“Ten minutes later we were in the saddle and away down the track. It was too dark to canter; there was only just the last bit of the moon.
“The dawn was breaking when we got close to the village, and Stephnos checked a minute while his scouts nosed round. Then one of them came galloping back and said something to him, and we pushed on again.
“He told me the enemy had gone, and the scouts were out on the far side of the village. It was just light enough to see as we rode in, but the glare of the burning ricks, and the light from such of the thatched roofs as had not fallen in, gave us enough to see without the daylight.
“Stephnos’s horse shied at a dead man lying across the path, and then we pulled up in the middle of the village.
“Quite a small place—a few houses, most of ’em of mud bricks with thatched roofs, the usual crowd of cattle-shelter and some wooden barns, now well alight.

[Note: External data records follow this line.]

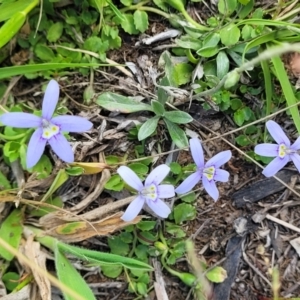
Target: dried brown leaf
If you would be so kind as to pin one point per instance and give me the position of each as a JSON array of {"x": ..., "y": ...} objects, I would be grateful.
[{"x": 80, "y": 231}]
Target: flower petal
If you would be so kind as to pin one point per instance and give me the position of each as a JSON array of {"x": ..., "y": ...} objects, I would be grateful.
[
  {"x": 277, "y": 133},
  {"x": 20, "y": 120},
  {"x": 296, "y": 145},
  {"x": 275, "y": 165},
  {"x": 296, "y": 160},
  {"x": 166, "y": 191},
  {"x": 197, "y": 152},
  {"x": 221, "y": 175},
  {"x": 61, "y": 147},
  {"x": 35, "y": 148},
  {"x": 72, "y": 123},
  {"x": 130, "y": 178},
  {"x": 188, "y": 183},
  {"x": 268, "y": 150},
  {"x": 133, "y": 209},
  {"x": 50, "y": 99},
  {"x": 211, "y": 188},
  {"x": 219, "y": 159},
  {"x": 157, "y": 175},
  {"x": 159, "y": 207}
]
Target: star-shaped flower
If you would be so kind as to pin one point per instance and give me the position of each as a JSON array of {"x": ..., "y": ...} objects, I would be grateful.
[
  {"x": 283, "y": 151},
  {"x": 48, "y": 128},
  {"x": 209, "y": 172},
  {"x": 150, "y": 192}
]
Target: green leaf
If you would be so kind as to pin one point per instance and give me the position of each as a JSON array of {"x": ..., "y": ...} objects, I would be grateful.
[
  {"x": 43, "y": 52},
  {"x": 43, "y": 210},
  {"x": 140, "y": 20},
  {"x": 158, "y": 108},
  {"x": 177, "y": 134},
  {"x": 184, "y": 212},
  {"x": 243, "y": 140},
  {"x": 11, "y": 232},
  {"x": 141, "y": 251},
  {"x": 217, "y": 274},
  {"x": 60, "y": 178},
  {"x": 117, "y": 103},
  {"x": 117, "y": 246},
  {"x": 148, "y": 128},
  {"x": 146, "y": 225},
  {"x": 287, "y": 89},
  {"x": 128, "y": 24},
  {"x": 55, "y": 32},
  {"x": 112, "y": 271},
  {"x": 175, "y": 168},
  {"x": 182, "y": 73},
  {"x": 69, "y": 276},
  {"x": 189, "y": 198},
  {"x": 247, "y": 7},
  {"x": 114, "y": 183},
  {"x": 178, "y": 117},
  {"x": 187, "y": 42},
  {"x": 10, "y": 280},
  {"x": 227, "y": 7},
  {"x": 236, "y": 104},
  {"x": 7, "y": 72},
  {"x": 222, "y": 64},
  {"x": 238, "y": 117},
  {"x": 230, "y": 35},
  {"x": 139, "y": 168},
  {"x": 4, "y": 183},
  {"x": 11, "y": 150}
]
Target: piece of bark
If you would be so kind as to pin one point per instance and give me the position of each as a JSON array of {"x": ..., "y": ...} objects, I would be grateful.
[
  {"x": 261, "y": 189},
  {"x": 231, "y": 264}
]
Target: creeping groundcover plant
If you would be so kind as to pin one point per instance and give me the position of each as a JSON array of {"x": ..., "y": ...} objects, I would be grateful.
[
  {"x": 48, "y": 128},
  {"x": 283, "y": 151},
  {"x": 209, "y": 172}
]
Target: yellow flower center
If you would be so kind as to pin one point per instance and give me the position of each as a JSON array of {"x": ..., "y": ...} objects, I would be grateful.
[
  {"x": 49, "y": 129},
  {"x": 282, "y": 150},
  {"x": 150, "y": 192},
  {"x": 209, "y": 173}
]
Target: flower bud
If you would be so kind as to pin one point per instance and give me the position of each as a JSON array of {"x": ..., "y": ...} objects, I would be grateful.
[
  {"x": 160, "y": 246},
  {"x": 232, "y": 78},
  {"x": 187, "y": 278},
  {"x": 177, "y": 4}
]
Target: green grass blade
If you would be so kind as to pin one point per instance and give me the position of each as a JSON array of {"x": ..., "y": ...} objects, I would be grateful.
[
  {"x": 11, "y": 232},
  {"x": 69, "y": 276},
  {"x": 101, "y": 258},
  {"x": 287, "y": 89},
  {"x": 268, "y": 88},
  {"x": 7, "y": 10}
]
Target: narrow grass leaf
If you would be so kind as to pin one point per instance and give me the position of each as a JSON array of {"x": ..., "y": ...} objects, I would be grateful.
[
  {"x": 101, "y": 258},
  {"x": 117, "y": 103},
  {"x": 287, "y": 90},
  {"x": 69, "y": 276},
  {"x": 11, "y": 232}
]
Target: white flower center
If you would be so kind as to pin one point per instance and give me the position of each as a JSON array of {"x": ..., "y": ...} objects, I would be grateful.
[
  {"x": 49, "y": 129},
  {"x": 209, "y": 172},
  {"x": 150, "y": 192},
  {"x": 282, "y": 150}
]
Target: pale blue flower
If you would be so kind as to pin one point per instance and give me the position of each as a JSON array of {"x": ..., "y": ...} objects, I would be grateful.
[
  {"x": 282, "y": 151},
  {"x": 209, "y": 172},
  {"x": 48, "y": 128},
  {"x": 150, "y": 192}
]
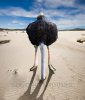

“The enemy had wrecked it pretty usefully. About everything that could burn was burning. The men were looking around for some one alive, but it was a long time before they found anything but stiff ’uns. The Shaman seem to be pretty fair devils. I counted a dozen dead bodies lying near me, including three women, and I expect there were more in the houses. One of them had a kid, too—quite dead.
“Then two of the men came up leading an old dame with white hair, whom they’d found hiding somewhere. The poor old soul was in a frightful state, of course. But she recovered a bit after Stephnos spoke to her, and told him that the raiders had not been gone long. I noticed one of the fellows with her was pretty agitated, and I discovered afterwards that he was one of the men from the fort and his girl was in the village—poor devil. He was pretty near off his head when we’d done searching the place and found no more people alive.
“Then Stephnos started us off again. The lad was breathing hard through his teeth. I don’t think he’d seen much of this sort of thing, and he was white hot to catch up with the swine.
“We pushed on over the border, and just after the sun rose ran into a little group of Green Sakae, rather harried-looking, hiding in some undergrowth. They told us that a party of Shaman raiders, about a hundred, with some women, had passed some time before—going toward the Shaman country, they thought.
“We went on, and before we’d gone another mile we saw one of the scouts off his horse standing by the roadside. When we reached him the fellow I’d noticed before with the old woman, who was riding just behind Stephnos and me, gave a great cry, leapt off his pony, and went down on his knees by the scout, who I then saw was standing by a woman’s body under a little bank. As we pulled up I saw she’d had a spear or a knife driven in under her ribs.